The first step in buying a used scooter is to figure out what model of scooter you want. That’s a tough question, but this entire site is here to help you answer it. Start by reading What Scooter Should I Buy? and keep those criteria in mind when you browse this site. Once you’ve decided on which model(s) you’re interested in, it’s time to get shopping which is where this article comes in.
Step 1 – Finding listings and asking preliminary questions
By far the best bet for locating potentially good used scooters are online classifieds websites like Craigslist and Kijiji. If you find an attractive scooter, send the seller an email asking for higher quality pictures since sites like Craigslist drop the photo quality a lot. How the scooter looks in the photos is important because a scooter that has been neglected on the outside has definitely been neglected internally as well.

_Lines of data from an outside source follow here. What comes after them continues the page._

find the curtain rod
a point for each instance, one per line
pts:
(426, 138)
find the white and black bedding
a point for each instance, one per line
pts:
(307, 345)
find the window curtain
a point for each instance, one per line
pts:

Also ask the seller about how the scooter runs, what is the maintenance history and if there have been any performance modifications. Scooters that are owned by someone that knows the history and hasn’t made too many modifications are the best. I like modifying scooters, but I almost always regard modifications by others as a negative because they are commonly done poorly and even if done right they still typically shorten the life of the scooter. If the scooter lacks maintenance, that’s not a huge deal if the price reflects it. Most scooters can be pretty neglected and still resuscitated for a few hundred dollars. What is important here is buying a machine that matches your willingness to work on it. Sometimes simple maintenance issues like a bad spark plug or a gummed carb can cause the scooter not to run, and thus you can get it cheap. Conversely, if you’re going to pay a shop to do all the work then you don’t want to start off with a long list of fixes.
Step 2 – Looking at the scooter in person
If you set up a time to visit, the first thing I like to do is check if the seller has recently fired up the machine. Sometimes sellers will fire up the machine before you get there just to make sure everything is okay or to move it out to the driveway, but it’s also a technique that is used to hide an issue like tough cold starting or idling. Touch the motor somewhere to see if it’s hot. If it is, ask the seller about why they fired it up.
Next I like to ask the seller some basic questions about it (how long he’s had it, why he’s selling, how does it run, any mods etc). The best seems to be scooters of moderately low mileage that have been used occasionally rather than sitting for years at a time. While the seller gives you the story of the machine, I half listen and half look over the scooter looking for anything amiss that I’ll also want to ask about. Do a hands on inspection of the scooter. Twist the throttle, pop the seat, move all the switches and look for parts that are missing. Also keep an eye out for any modifications and ask about any that you see. It’s pretty common for incapable but inspired owners to do a pretty poor job of modifying the scooter, like adding a performance exhaust but not checking if the air/fuel mix is still okay afterwards. If you do see modifications ask about them to get a sense for the owners ability to do a good job. Do they know what they’re talking about? Or did they just slap parts on?
If everything is looking positive, I turn my attention to wear items like the tires. I don’t normally break out wrenches, but I do ask how many miles are on the drive belt, oil, roller weights, spark plug etc. Don’t worry too much about the brakes as most scooters never accumulate the miles to wear out the pads/shoes, so if they work on the test ride then they should be fine.
Most scooters never accumulate enough miles to seriously wear out the brakes or the rear clutch. The main components that need servicing are the roller weights in the front clutch (aka variator), the drive belt, spark plugs, air filter, tires and oil changes.
My dream machine is a scooter that has only been owned by 1 or 2 people, the current owner knows the history and knows the machine, no performance mods have been made and the seller seems knowledge and honest about the maintenance.
Step 3 – Price
If everything is still looking good, or even if it’s looking a bit questionable, it’s easy to get a bit excited and agree to a higher price than you should. If there are any red flags about how it runs then the price should reflect that.
Make sure you’re buying a scooter that matches your willingness to work on it. If a scooter turns out to be hard to start or won’t idle, you’ll want to pay a few hundred less than you otherwise would. If the performance doesn’t seem right (do some reading) then you might want to pass on it.
The actual selling price is tough to advise on, as it varies wildly from year to year and in different areas. Your best bet is to browse other Craigslist postings nationally (do a Google search for scooter make + model + “craiglist”) and figure out a rough average. From there, bargain as best you can and if the machine is older than 5 years make sure you’re leaving yourself some financial room for a few surprises that inevitably will creep up.